Firefox + Ubuntu "Failed to get secret: unable to decrypt"

[torfmaster]

When I try to do decrypt a secret in Firefox I get the error message: "Failed to get secret: unable to decrypt".

My setup is:

• ubuntu 18.04
• gopass 1.8.6 (d5b0d3b906cdd9f16ad3f21e366845af7f2c22f3) go1.12.7 linux amd64
• gopassbridge 0.7.0
• Firefox 78.0

However, I am unable to get detailed error messages of gopass related of this error.

[Pharb]

Hi @torfmaster,

thanks for raising this issue.

Is it correct to assume, that gopass on your terminal works without issue?

Did you follow the steps to setup the gopass jsonapi without errors? https://github.com/gopasspw/gopass/blob/master/docs/setup.md#filling-in-passwords-from-browser

Are you asked for pinentry/passphrase when activating gopassbridge in Firefox?

[Pharb]

Also maybe try to restart your gpg-agent, it seems to help sometimes: https://github.com/gopasspw/gopassbridge/issues/152#issuecomment-658337911

[torfmaster]

Is it correct to assume, that gopass on your terminal works without issue?

Yes.

Did you follow the steps to setup the gopass jsonapi without errors? https://github.com/gopasspw/gopass/blob/master/docs/setup.md#filling-in-passwords-from-browser

Yes.

Are you asked for pinentry/passphrase when activating gopassbridge in Firefox?

No, it fails rightaway.

Also maybe try to restart your gpg-agent, it seems to help sometimes: #152 (comment)

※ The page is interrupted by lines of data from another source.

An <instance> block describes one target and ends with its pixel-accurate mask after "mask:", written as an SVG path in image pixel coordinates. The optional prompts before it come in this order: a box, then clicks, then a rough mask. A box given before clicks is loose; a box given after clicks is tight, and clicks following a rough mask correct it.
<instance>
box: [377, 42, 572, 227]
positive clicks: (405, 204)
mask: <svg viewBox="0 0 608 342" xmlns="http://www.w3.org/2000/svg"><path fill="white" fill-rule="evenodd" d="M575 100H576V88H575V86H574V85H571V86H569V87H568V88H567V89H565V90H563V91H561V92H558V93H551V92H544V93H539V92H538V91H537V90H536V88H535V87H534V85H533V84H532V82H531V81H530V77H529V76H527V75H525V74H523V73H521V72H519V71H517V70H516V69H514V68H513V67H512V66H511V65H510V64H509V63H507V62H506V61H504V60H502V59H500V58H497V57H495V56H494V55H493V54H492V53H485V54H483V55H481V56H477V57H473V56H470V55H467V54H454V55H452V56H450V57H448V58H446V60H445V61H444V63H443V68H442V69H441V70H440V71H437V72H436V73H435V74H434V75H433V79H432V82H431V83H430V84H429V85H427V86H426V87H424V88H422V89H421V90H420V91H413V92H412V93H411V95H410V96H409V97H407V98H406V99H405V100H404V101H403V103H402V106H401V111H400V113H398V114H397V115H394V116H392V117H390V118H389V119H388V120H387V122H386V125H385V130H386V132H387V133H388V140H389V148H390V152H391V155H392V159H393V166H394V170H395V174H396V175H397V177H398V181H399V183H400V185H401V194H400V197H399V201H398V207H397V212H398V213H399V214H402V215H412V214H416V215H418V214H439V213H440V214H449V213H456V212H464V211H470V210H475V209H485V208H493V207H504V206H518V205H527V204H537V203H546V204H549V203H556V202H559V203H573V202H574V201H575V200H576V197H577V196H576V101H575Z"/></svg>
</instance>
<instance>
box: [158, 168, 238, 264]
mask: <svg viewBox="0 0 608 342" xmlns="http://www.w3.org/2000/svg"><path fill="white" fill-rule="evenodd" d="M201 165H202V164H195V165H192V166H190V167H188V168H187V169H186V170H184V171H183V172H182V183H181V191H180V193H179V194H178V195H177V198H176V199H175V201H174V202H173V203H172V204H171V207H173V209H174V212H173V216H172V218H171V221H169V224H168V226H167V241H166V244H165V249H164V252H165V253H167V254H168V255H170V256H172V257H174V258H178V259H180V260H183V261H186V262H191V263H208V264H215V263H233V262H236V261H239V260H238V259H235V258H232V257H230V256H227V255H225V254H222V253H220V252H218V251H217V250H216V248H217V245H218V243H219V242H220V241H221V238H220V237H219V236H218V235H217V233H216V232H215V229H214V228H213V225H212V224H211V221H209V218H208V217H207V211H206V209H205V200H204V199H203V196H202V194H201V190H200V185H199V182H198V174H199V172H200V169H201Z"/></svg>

This doesn't help, unfortunately.

[doronbehar]

Hey, I'm experience a perhaps similar issue with Gnome + Wayland and firefox with MOZ_ENABLE_WAYLAND=1 set.

Here are steps to reproduce:

1. Start a Gnome Wayland session (it could be that other wayland based WM will work).
2. Start a terminal that works natively with Wayland - such as gnome-terminal.
3. Run from that terminal the command env MOZ_ENABLE_WAYLAND=1 firefox.
4. Go to about:support
5. Use Ctrl-F and search for "Window Protocol" to make sure native Wayland support is used - it should say wayland/drm See Arch Wiki article.
6. Now try to use gopass' Web extension.

A note on step 1: I just switched to using Wayland for my Gnome session and it occurred to me that I had to clear all dconf settings in order for it to launch - see this thread.

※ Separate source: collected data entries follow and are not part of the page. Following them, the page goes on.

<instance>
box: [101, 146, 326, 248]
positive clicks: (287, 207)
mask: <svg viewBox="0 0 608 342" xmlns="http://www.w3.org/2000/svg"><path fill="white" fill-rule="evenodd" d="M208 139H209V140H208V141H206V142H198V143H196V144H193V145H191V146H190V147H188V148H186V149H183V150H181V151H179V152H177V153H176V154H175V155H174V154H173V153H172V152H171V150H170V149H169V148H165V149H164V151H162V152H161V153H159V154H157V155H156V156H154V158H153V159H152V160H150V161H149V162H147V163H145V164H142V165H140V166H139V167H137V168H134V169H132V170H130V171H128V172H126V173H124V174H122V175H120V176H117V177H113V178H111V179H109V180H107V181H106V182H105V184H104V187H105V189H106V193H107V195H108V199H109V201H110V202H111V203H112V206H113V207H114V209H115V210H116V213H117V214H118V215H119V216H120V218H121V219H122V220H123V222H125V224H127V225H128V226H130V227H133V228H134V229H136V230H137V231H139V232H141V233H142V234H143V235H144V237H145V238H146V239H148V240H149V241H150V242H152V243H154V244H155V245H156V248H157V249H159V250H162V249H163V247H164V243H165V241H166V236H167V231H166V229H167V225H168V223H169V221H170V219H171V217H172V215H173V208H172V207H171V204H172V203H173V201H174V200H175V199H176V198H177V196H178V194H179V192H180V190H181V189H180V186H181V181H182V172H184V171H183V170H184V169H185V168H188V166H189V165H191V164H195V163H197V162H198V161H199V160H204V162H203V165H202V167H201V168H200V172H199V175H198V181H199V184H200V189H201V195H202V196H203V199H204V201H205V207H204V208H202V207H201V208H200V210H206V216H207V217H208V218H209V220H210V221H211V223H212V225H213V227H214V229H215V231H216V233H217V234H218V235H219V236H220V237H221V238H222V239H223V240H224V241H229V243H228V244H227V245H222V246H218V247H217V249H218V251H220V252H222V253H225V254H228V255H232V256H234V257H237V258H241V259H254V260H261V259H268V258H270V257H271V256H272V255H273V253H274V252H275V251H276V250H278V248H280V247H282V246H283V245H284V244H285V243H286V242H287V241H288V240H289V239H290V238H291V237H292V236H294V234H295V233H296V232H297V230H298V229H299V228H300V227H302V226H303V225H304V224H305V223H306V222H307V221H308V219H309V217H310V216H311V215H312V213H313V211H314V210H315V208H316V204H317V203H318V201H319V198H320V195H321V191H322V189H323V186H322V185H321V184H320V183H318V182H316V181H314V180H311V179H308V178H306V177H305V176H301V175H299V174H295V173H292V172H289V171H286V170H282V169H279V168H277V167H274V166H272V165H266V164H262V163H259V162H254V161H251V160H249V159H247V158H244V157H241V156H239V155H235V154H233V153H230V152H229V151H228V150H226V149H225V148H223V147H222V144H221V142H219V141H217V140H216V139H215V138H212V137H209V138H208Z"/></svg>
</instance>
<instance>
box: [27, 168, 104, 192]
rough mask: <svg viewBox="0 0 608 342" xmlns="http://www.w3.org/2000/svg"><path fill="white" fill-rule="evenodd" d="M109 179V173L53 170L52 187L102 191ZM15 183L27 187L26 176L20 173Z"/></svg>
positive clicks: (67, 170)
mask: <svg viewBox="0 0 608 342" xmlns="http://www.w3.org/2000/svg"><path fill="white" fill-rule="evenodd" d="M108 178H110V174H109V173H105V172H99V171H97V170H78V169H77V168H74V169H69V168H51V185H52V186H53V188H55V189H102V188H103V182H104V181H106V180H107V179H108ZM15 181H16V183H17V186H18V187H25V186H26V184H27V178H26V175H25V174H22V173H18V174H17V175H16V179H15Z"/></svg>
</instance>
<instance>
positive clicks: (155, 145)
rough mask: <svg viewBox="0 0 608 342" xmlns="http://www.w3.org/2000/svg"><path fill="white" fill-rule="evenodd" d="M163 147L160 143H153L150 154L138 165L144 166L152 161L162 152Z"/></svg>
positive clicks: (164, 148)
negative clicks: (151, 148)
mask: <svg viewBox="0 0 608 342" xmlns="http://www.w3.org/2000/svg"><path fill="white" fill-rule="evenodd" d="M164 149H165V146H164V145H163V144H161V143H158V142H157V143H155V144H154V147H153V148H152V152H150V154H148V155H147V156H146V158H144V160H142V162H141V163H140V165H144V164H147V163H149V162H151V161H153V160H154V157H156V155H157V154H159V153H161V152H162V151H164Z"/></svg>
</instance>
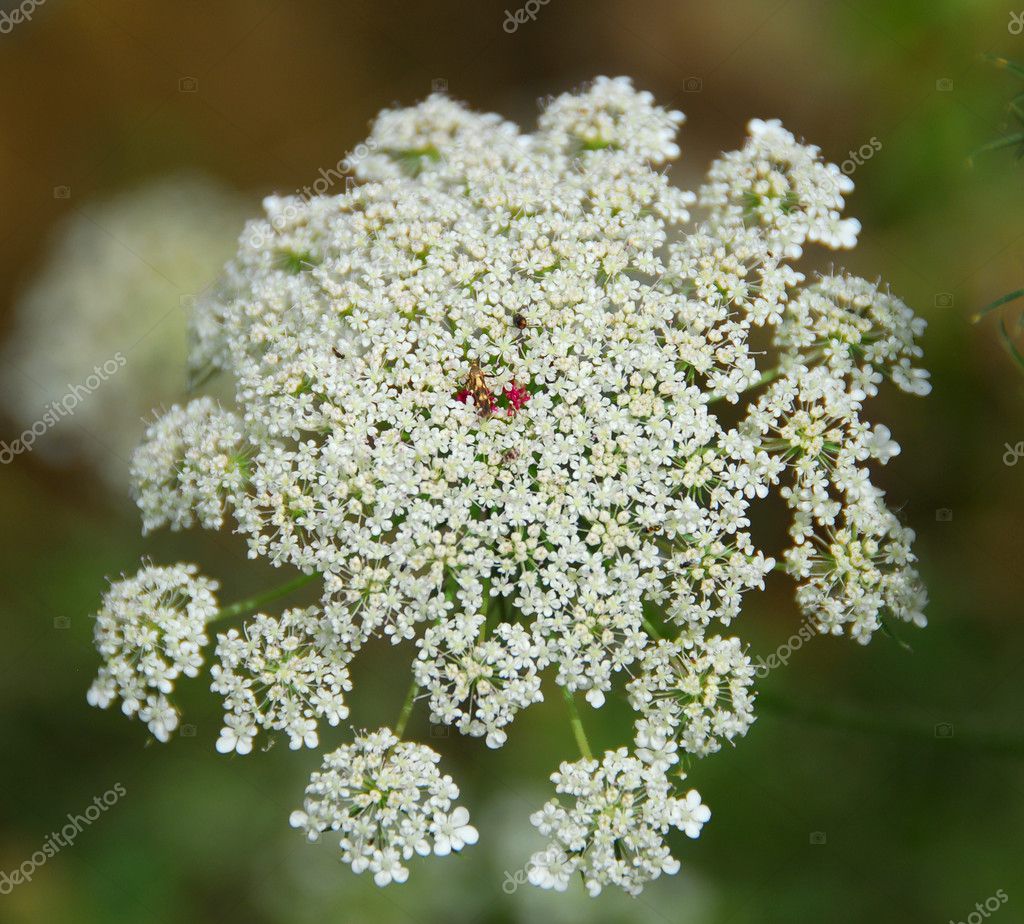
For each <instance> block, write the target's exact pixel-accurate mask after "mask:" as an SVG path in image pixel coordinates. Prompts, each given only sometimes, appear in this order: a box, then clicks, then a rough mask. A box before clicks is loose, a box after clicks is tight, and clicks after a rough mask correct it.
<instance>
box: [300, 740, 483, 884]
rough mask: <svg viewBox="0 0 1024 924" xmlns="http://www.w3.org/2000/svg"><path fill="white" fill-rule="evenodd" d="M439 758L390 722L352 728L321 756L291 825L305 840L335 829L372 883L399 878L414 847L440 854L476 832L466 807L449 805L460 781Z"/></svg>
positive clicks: (472, 841) (463, 844)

On the other hand, what's very peculiar, is that if you'll run a gopass command from a terminal with native wayland support such as gnome-terminal, Pinentry launches just fine.

A further note on my attempts to debug this:

I don't know if it's strictly a gopass issue. It might be due to how pinentry is launched by gpg, when gpg is being run from a wayland application? IDK, it's so complicated!

In the meantime, I ran into this which might be worth trying, not necessarily directly - perhaps not everything there is needed.

I'm still investigating and I'll update if I'll find anything else.

[doronbehar]

Oh and I forgot to say I tested it against the latest and greatest gopass version 1.10.0, both the gopass and the new gopass-jsonapi binaries were used together.

[doronbehar]

I opened an issue upstream since I was able to reproduce this without gopass at all - only Gnome + Wayland and gpg:

https://dev.gnupg.org/T5036

[doronbehar]

I take some of my words back - using or not using MOZ_ENABLE_WAYLAND=1 doesn't make a difference if Firefox is launched by Gnome and not gnome-terminal.

[doronbehar]

@torfmaster according to my successful investigaton with upstream at https://dev.gnupg.org/T5036, indeed this is a bug that should be fixed in the upcoming gnupg 2.2.20 version. Could you please report what GnuPG version are you using? I'd be happy to help you fix it on your machine.

[nexx512]

Is this the same issue as #182? In my case the error message mentioned here is the same I had with the issue described in #182. Updateing gpg to 2.2.19 however didn't work for me. Despite that installing gpg pinentry without gnome3 support solved the issue. It now works with the gtk2 pinentry dialog.